Dr. Stanojlović used personal examples to modify the behavior of both patients and staff, accustomed to authoritative “rules.” She constantly tried to stimulate the active participation of everybody. But sometimes it seemed as if her department existed as an isolated island separated from the mainland of the hospital environment, which operated according to different rules. I was fortunate enough to be there to witness how the atmosphere of the community becomes a decisive contributing factor that determines the effectiveness of the treatment. I had a similar experience five years later in the United States, during my specialization, working in a veterans’ administration hospital as a member of the substance abuse treatment program. Thanks to my Vršac training, I fit seamlessly into the work of the therapeutic community in this new environment, to the satisfaction of my supervisors who were not accustomed to seeing trainees able to use this sociotherapeutic model of treatment with ease, I was demonstrating.

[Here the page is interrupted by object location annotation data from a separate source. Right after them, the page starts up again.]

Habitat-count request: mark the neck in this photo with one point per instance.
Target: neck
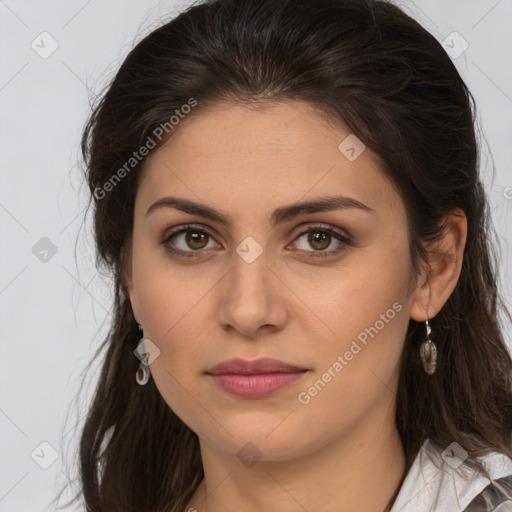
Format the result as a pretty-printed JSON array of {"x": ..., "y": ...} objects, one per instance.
[{"x": 367, "y": 457}]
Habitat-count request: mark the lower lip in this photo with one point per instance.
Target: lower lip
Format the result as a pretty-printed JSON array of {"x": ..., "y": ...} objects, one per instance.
[{"x": 255, "y": 386}]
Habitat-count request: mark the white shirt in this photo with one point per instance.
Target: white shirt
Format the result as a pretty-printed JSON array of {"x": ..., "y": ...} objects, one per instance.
[{"x": 433, "y": 485}]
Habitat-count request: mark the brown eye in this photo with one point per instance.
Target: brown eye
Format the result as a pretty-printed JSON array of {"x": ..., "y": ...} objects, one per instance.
[
  {"x": 187, "y": 241},
  {"x": 320, "y": 239}
]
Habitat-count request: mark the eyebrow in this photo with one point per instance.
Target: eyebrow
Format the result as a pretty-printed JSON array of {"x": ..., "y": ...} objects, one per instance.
[{"x": 279, "y": 215}]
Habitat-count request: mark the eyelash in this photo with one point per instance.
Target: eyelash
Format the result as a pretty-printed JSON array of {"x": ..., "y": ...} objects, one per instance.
[{"x": 345, "y": 241}]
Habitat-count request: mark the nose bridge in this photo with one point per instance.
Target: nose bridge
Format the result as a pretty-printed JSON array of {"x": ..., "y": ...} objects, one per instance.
[{"x": 249, "y": 299}]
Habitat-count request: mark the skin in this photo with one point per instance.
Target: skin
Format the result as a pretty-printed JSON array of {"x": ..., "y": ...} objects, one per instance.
[{"x": 342, "y": 446}]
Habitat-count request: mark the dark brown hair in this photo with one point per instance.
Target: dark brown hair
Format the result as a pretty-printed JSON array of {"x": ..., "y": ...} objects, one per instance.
[{"x": 370, "y": 65}]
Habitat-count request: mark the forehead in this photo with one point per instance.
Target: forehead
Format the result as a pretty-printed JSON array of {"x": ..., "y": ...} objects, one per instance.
[{"x": 263, "y": 156}]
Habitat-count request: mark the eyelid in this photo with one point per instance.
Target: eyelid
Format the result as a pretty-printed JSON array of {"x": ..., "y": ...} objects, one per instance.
[{"x": 341, "y": 236}]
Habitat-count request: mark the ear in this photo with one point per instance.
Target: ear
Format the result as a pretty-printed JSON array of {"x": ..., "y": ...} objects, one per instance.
[
  {"x": 126, "y": 269},
  {"x": 441, "y": 274}
]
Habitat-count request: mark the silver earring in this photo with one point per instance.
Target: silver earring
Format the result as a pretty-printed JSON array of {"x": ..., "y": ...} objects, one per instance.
[
  {"x": 428, "y": 352},
  {"x": 143, "y": 373}
]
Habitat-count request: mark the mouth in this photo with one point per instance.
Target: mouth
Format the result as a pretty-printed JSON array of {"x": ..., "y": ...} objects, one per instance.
[
  {"x": 255, "y": 379},
  {"x": 258, "y": 366}
]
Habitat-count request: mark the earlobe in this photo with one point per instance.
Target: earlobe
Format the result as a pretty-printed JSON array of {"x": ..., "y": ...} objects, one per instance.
[{"x": 442, "y": 272}]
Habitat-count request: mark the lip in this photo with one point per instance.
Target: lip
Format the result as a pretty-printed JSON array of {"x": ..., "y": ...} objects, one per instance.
[
  {"x": 255, "y": 379},
  {"x": 245, "y": 367}
]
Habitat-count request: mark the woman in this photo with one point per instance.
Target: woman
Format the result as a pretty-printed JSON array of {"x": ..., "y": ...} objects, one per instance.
[{"x": 306, "y": 306}]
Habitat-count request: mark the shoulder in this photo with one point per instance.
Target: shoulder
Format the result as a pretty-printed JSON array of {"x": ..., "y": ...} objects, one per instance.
[
  {"x": 496, "y": 497},
  {"x": 441, "y": 482}
]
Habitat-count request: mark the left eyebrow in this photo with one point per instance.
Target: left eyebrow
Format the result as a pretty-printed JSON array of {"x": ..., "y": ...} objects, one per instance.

Dr. Stanojević has had additional importance on my formation as a psychiatrist. For the purpose of my applying for specialization in America, she drafted a recommendation in which she described me as a secure and reliable leader in a sociotherapy group. She wrote: “Dr. Jocić (my former last name) understood group dynamics, conscious and unconscious resistance of patients and was able to control and create therapeutic situations with ease. His personality, especially calmness and patience, enabled him to adequately represent social reality to patients. Patients easily accepted and respected him. He helped and motivated patients to understand their inner world. The sociotherapist's task is to find new ways and new solutions when the patient is in crisis. In this task, Dr. Jocić was an original and inspiring instructor for patients. Due to the aforementioned characteristics, I highly recommend him as a gifted professional with great capacity and interest in psychiatry.” With such a recommendation, it was easy to secure a place among other applicants for a psychiatry residency training program in the United States.
* Socijalna psihijatrija sa psihijatriskom socijologijom, Dušan Kecmanović, Svjetlost, 1978.